藁は軽くて圧縮できないので、真ん中の母屋だけでもトラックで運んだ回数が30回以上になりました。しかも普通のごみとして出せないので、遠い現場まで運ばなくてはならないそうです。こんなに藁があったなんて驚きです。

玄関の天井を剥いでみると、まっすぐではない梁が交差しています。昔は曲がっていても梁として使えていたということですね。長い時間が経っていても木材は朽ちていないので、改めて木の丈夫さを感じます。

3階建てのリンゴの貯蔵庫も解体です。とても涼しくて適度な湿度があったので野菜なども傷まず、リンゴが5月の連休まで取っておけました。この中にいたら年を取らないかもです(笑)

東京と大豆島に事務所がある山翠舎という古木を買い取ってくれる会社に、梁や材木を引き取ってもらいました。東京では古木を使ってお店をリフォームすることも多いそうで、我が家の梁がおしゃれなお店で生まれ変われたら古木も私もうれしいです。

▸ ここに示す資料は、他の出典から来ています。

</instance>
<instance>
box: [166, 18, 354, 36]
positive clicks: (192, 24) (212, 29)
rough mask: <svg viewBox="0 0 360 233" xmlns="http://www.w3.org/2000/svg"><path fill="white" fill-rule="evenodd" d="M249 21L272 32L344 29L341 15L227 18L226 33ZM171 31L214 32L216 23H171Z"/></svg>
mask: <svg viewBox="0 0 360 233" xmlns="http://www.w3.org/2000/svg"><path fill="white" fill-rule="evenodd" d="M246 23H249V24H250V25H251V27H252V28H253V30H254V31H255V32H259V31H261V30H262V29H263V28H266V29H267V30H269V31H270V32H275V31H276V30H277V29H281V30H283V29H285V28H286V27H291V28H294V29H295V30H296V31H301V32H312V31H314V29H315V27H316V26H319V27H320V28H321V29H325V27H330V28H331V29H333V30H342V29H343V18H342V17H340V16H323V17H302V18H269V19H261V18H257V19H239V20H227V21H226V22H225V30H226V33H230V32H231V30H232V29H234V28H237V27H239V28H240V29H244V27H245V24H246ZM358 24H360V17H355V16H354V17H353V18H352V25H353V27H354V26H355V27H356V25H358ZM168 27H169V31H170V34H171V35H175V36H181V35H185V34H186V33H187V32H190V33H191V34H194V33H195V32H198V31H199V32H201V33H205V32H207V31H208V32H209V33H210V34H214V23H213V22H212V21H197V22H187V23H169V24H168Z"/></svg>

ずっと山口家を見守ってきた松。水害にも負けず何事もなかったようにそびえています。ずっと手入れをしていないのでぼさぼさですが、これからもずっと我が家のシンボルツリーとして立ち続けていくことでしょう。

ほぼ毎日入っていたゴエモン風呂も撤去されてしまいました。銅でできた楕円形の湯舟はとても暖まる、大好きなお風呂でした。堤防が決壊したあの夜に入ったのが最後になってしまいました。

土蔵と物置は残して、母屋・軒下作業場・プレハブ・貯蔵庫が約50日くらいで更地になってしまいました。壊してみると300坪は広い!町中なら分譲地として6棟は建ちそうです。古い家でしたが人生で一番長く住んだとても愛着のある家だったので、なくなってしまうと本当にさみしいです!